Quel sera votre objectif sur cette Transat CIC ?
L’objectif c’est d’arriver à enchaîner les deux Transats (voir ci-dessous), trouver le bon rythme, les bons réglages. Charal 2 est doté d’une nouvelle paire de foils, qu’on a eu peu de temps pour tester. Il y a des chances que je sois aux avant-postes, et si je suis aux avant-postes, l’idée c’est d’essayer d’être tout devant. Je suis dans l’optique de bien régler le bateau et préparer au mieux mon Vendée Globe.

Beyou : « Je voulais franchir les limites psychologiques que j’avais en moi »

Après cette Transat CIC, vous disputerez la Transat New York – Vendée à partir du 29 mai. Quelles différences y a -t-il entre les deux courses ?
Ca va beaucoup plus vite dans ce sens-là. A l’aller, on va vers les phénomènes météo et les phénomènes météo viennent vers nous, on est dans des vents dominants d’Ouest, on est plutôt face au vent. Au retour, c’est le contraire, avec des vents portants. Et à la vitesse à laquelle vont nos bateaux aujourd’hui, on peut rester devant les phénomènes météo. Autant ça va être engagé au près, avec beaucoup de manœuvres, de la mer dure à l’aller, autant au retour, il y aura toujours des vents forts et ce sera toujours très engagé, mais ce sera très rapide et au portant. Ce sont des météos qu’on ne voit pas souvent, et qu’on devrait retrouver pendant le Vendée Globe dans les Océans indien et atlantique. C’est vraiment la dernière occasion de tester le bateau au portant dans des vents forts avant le Vendée Globe. J’avais remporté l’édition 2016, j’aimerais bien cocher une deuxième case.

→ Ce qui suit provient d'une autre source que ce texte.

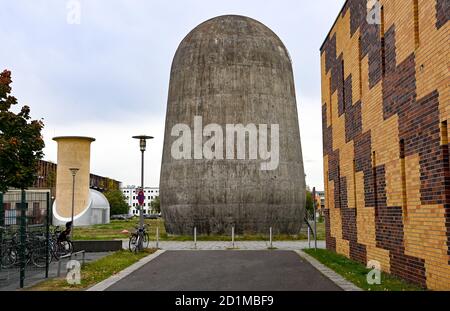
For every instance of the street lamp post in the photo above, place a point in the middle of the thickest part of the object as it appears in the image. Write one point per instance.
(74, 172)
(142, 145)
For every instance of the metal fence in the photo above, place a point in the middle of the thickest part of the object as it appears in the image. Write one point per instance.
(24, 236)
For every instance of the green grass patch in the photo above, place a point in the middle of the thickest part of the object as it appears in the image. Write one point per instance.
(95, 272)
(357, 273)
(114, 230)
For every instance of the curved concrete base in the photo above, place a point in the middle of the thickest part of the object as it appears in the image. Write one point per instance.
(96, 212)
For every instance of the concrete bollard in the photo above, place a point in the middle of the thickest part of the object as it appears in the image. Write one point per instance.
(195, 237)
(232, 236)
(270, 237)
(157, 237)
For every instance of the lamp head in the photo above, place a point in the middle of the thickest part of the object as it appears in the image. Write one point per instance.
(74, 170)
(143, 141)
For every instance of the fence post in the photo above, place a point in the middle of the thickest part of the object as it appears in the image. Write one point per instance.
(23, 216)
(47, 235)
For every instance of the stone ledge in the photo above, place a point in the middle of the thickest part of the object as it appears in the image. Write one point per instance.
(96, 246)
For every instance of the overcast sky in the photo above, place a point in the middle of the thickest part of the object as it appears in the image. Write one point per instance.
(108, 76)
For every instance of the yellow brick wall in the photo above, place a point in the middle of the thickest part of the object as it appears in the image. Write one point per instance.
(424, 226)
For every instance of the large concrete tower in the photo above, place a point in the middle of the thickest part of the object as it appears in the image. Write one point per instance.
(231, 70)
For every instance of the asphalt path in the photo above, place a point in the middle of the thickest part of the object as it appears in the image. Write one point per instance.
(226, 270)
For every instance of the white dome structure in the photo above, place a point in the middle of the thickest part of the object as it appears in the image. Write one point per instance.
(96, 212)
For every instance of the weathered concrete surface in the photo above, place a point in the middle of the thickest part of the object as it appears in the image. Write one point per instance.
(232, 70)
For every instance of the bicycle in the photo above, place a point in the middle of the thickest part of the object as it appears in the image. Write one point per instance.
(139, 240)
(60, 243)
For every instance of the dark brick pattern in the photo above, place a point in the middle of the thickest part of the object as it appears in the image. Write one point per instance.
(418, 128)
(353, 122)
(329, 240)
(442, 12)
(327, 132)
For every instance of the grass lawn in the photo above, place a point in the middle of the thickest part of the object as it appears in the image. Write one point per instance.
(94, 272)
(114, 230)
(356, 272)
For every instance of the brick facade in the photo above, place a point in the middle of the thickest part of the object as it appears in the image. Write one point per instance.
(385, 114)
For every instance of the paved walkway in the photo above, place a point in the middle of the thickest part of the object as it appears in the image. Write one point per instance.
(221, 245)
(212, 270)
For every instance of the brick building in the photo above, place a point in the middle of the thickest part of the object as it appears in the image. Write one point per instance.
(46, 179)
(385, 113)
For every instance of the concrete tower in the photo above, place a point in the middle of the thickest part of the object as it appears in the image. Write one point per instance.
(90, 207)
(231, 70)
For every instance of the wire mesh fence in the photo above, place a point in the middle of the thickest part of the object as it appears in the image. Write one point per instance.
(24, 236)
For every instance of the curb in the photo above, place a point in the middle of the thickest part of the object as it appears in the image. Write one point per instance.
(333, 276)
(103, 285)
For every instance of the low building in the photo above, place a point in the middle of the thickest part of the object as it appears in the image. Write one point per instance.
(131, 192)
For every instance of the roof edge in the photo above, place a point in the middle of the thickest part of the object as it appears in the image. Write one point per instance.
(334, 24)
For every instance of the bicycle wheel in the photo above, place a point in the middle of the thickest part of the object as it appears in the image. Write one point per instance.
(145, 241)
(9, 258)
(54, 250)
(38, 257)
(64, 248)
(133, 243)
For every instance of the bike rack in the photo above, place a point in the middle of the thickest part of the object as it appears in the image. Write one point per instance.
(83, 253)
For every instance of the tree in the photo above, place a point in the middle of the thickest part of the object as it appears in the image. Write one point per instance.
(117, 202)
(21, 142)
(156, 205)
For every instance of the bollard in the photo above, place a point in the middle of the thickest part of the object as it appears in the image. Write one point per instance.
(195, 237)
(157, 237)
(309, 239)
(270, 237)
(232, 236)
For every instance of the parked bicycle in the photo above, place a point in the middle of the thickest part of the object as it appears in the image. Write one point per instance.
(35, 248)
(139, 240)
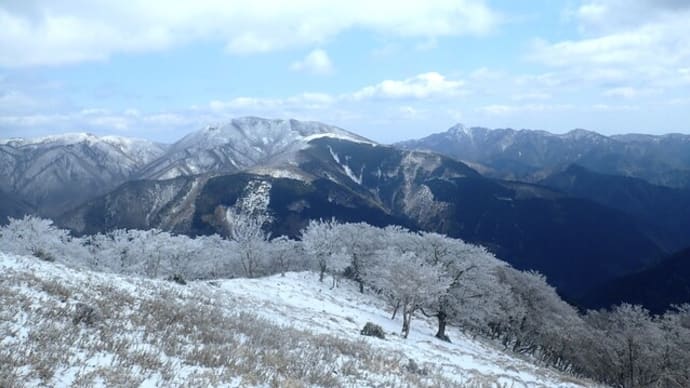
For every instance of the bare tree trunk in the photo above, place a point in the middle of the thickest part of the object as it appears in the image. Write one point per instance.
(395, 310)
(322, 268)
(442, 321)
(407, 317)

Pour préparer cette course, vous avez pris de la hauteur, en grimpant à 3 613m dans le Massif du Mont-Blanc…
Je suis resté une semaine en altitude. L’idée ce n’était pas de faire des globules rouges (sourire), mais de se mettre au vert, de m’isoler avec mon préparateur physique. J’ai eu la chance de faire de la haute montagne avec Charles Dubouloz, le parrain du bateau, de vivre une expérience en haute altitude. Je n’ai pas du tout l’habitude, ce n’est pas mon milieu de prédilection. Je voulais franchir un peu les limites psychologiques que j’avais en moi, me pousser dans mes retranchements dans un environnement qui parait totalement hostile. C’était hyper intéressant. C’était une parenthèse importante dans ma préparation.